Notes on orchestrator - multiply-org/multiply-core GitHub Wiki

A very basic orchestrator

Introduction

Role of the orchestrator

The MULTIPLY platform, or system, or whatever it is called, aims to combine satellite observations, and a set of sources of a priori information, in order to produce an inference on biophysical parameters with uncertainty quantification. Broadly speaking, a number of components make the different bits of information available to the inference engine, which is then run to provide the desired output.

The user is required to define the problem. This includes selecting the EO observations that will be used, as well as the spatial and temporal domains where the inference will take place, the linkage between the observations of (e.g.) backscatter or reflectance and the land surface parameters of interest (through a so-called observation operator), and any relevant prior information.

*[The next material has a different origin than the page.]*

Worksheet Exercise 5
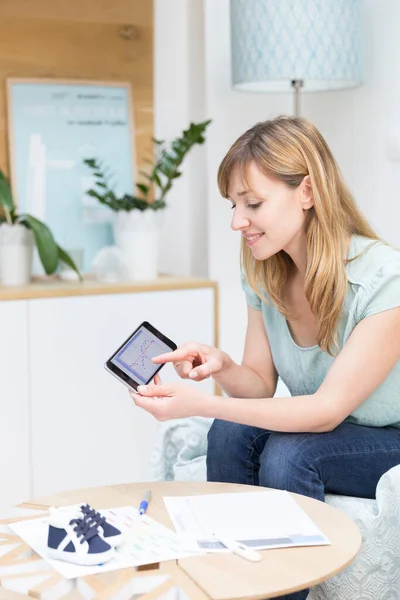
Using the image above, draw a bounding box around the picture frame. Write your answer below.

As far as I see it, the role of the orchestrator is to set up the linkages to the user-required functionality, and feed this in a sensible way to the inference engine. Given the large data volumes and high computational processing needs, it ought to be the role of the orchestrator to distribute the computations over the available infrastructure.

It is important to note that currently the inference engine works sequentially: it requires the output from one time step in orer to process the following one. In the future, this might not be the case, but currently it is a limitation. Spatial processing is currently very limited and will be discussed in its own section.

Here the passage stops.